A Black Swan also flew into Great Britain exactly 50 years previously, as stock markets around the world were closed to honor the funeral of King George V on January 28, 1936. He was succeeded by Edward VIII, who launched a year-long crisis over his relationship with an American divorcee, ending 1936 with abdication in favor of his younger brother, who became George VI and later passed the crown to his daughter Elizabeth, the longest-running and likely most popular Monarch ever, so things worked out just fine there.

The year 1936 was also a bullish year in an otherwise dismal Depression decade, as the Dow rose 25%.

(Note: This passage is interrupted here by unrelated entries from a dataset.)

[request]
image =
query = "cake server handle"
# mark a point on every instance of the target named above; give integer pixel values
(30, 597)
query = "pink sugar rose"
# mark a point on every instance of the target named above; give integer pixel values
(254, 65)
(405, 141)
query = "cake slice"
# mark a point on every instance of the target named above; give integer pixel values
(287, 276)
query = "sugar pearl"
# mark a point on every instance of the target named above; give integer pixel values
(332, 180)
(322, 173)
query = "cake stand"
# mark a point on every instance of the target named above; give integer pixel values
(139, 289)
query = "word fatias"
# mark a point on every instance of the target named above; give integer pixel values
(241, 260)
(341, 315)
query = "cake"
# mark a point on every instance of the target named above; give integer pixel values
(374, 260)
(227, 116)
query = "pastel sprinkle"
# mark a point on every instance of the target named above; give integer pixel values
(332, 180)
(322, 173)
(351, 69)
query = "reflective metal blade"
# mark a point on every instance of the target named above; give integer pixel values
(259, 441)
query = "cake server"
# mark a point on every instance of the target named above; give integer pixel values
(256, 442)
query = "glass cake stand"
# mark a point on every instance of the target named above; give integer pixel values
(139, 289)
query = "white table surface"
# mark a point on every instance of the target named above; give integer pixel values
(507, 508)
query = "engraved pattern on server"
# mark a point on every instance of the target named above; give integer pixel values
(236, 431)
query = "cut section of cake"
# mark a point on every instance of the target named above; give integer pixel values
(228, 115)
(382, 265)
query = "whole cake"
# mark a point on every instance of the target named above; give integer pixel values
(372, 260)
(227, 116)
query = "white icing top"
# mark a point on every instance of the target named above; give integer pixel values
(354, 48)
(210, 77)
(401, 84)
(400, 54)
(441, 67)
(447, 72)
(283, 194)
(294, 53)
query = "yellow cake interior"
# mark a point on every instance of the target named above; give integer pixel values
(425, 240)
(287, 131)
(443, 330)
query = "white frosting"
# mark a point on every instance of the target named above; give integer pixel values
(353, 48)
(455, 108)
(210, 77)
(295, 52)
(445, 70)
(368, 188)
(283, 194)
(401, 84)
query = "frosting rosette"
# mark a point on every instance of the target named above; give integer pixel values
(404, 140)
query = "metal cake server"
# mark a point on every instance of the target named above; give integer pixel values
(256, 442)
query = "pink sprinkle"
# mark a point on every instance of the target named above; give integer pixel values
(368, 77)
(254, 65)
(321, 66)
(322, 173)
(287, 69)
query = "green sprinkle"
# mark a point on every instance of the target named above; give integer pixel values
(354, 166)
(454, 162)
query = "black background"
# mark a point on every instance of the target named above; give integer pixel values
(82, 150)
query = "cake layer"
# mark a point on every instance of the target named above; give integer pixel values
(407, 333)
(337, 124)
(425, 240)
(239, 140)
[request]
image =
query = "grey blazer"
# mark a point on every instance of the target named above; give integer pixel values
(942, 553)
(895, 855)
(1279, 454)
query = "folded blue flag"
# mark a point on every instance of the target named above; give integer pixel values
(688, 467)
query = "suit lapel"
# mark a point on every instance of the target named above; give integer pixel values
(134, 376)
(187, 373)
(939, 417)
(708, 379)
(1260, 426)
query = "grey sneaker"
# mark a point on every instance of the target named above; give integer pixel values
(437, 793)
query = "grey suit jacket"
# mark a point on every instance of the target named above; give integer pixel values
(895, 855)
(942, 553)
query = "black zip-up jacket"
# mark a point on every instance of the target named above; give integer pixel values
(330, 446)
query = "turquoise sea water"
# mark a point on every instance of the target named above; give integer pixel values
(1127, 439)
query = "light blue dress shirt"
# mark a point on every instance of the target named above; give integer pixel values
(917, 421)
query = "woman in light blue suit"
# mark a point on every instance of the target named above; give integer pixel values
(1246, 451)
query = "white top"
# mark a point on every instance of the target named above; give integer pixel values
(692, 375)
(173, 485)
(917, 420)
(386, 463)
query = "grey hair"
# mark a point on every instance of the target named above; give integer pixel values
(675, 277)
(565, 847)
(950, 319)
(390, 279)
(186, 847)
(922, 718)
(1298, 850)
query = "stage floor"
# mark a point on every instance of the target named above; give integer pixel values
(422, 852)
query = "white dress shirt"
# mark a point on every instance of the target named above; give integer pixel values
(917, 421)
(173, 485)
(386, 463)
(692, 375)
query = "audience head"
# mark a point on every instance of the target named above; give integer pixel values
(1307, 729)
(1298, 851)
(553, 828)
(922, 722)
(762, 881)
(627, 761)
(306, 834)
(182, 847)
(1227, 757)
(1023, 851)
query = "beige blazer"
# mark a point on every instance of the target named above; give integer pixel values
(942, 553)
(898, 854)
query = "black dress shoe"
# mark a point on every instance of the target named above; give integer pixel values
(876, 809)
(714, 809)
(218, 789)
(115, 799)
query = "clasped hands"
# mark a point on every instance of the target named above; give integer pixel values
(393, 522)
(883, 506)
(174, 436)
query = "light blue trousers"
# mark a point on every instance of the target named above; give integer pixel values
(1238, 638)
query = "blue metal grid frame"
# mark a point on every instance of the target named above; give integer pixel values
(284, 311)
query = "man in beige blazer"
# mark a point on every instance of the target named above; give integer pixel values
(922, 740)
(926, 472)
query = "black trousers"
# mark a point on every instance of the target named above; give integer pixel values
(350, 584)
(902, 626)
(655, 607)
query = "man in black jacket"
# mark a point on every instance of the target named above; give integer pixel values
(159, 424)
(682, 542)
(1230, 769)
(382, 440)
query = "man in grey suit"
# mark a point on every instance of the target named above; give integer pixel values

Over the last century, other notable Black Swan Events included the sudden start of World War I after a shocking assassination in the streets of Sarajevo on June 28, 1914, then Japan’s attack on Pearl Harbor on December 7, 1941, the assassination of President John F. Kennedy on November 22, 1963, and September 11, 2001 (9/11).

Black Swan (Cygnus atratus – Reference Image)

We also saw presidents die in office in seven-straight election years divided by 20 – i.e., William Henry Harrison (elected in 1840), then Abraham Lincoln (1860), James Garfield (1880), William McKinley (1900), Warren Harding (1920), Franklin Roosevelt (1940) and John Kennedy (1960), so you might say this trend was “predictable.” Two decades later, Ronald Reagan ended this sad streak when John Hinckley’s bullet missed the Gipper’s heart by an inch in March 1981.

After Reagan (and Pope John Paul II, six weeks later) survived assassins’ bullets in 1981, there were three major Black Swan Events in the late 1980s: First, the 1986 Challenger explosion, then the Black Monday 1987 market crash, an event shocking investors more than the general public. Then came the 1989 fall of the Berlin Wall, a Swan-like Event, even though many had predicted the fall of Gorbachev’s USSR.

The Stock Market Ignores Most Black Swan Events

The stock market had a surprising surge the week and year following the death of President Kennedy. The market also recovered quickly after 9/11 in 2001. These Black Swans don’t seem to impact Wall Street, as most traders react to other, mostly financial, news or trends.

S&P 500 (Weekly Chart, 1961–1966)

Markets also rose during most 20th-century wars, most of which opened with surprise attacks. The sudden outbreaks of World Wars I and II, plus the shocking start of the Korean War and the August 1964 Gulf of Tonkin escalation of the Vietnam War, all resulted in initial declines followed by strong recoveries.

Here is a diagram of the detailed market reactions after Pearl Harbor in late 1941, and after the June 1950 Korean invasion. Those events were separated by a bit of Post-War (Swan-less) Blues in the late 1940s.

Dow Jones Industrial Average (1935–1950 Chart)

In the latest two Black Swan events, we saw: (1) the sudden escalation of the COVID-19 threat in March of 2020, causing a shocking 35% market decline in 35 days, followed by a record-strong recovery in late 2020. Then, we saw: (2) a major market decline after the shocking high-tariff charts unveiled by President Trump and Interior Secretary Lutnick on Liberation Day in April 2025, but the S&P is up 40% since then:

U.S. Stock Market Indices Performance Since COVID-19 Crash

Most of the Top 5 Years in the Dow’s 130-Year History came after major Black Swan events:

The Top 5 Market Years in the Dow’s History (Dow Jones Annual Gains Table)

The next Black Swan Event remains unpredictable – by definition – but the market’s reaction may be predictable. With or without a quick correction, the market will most likely be much higher a year later.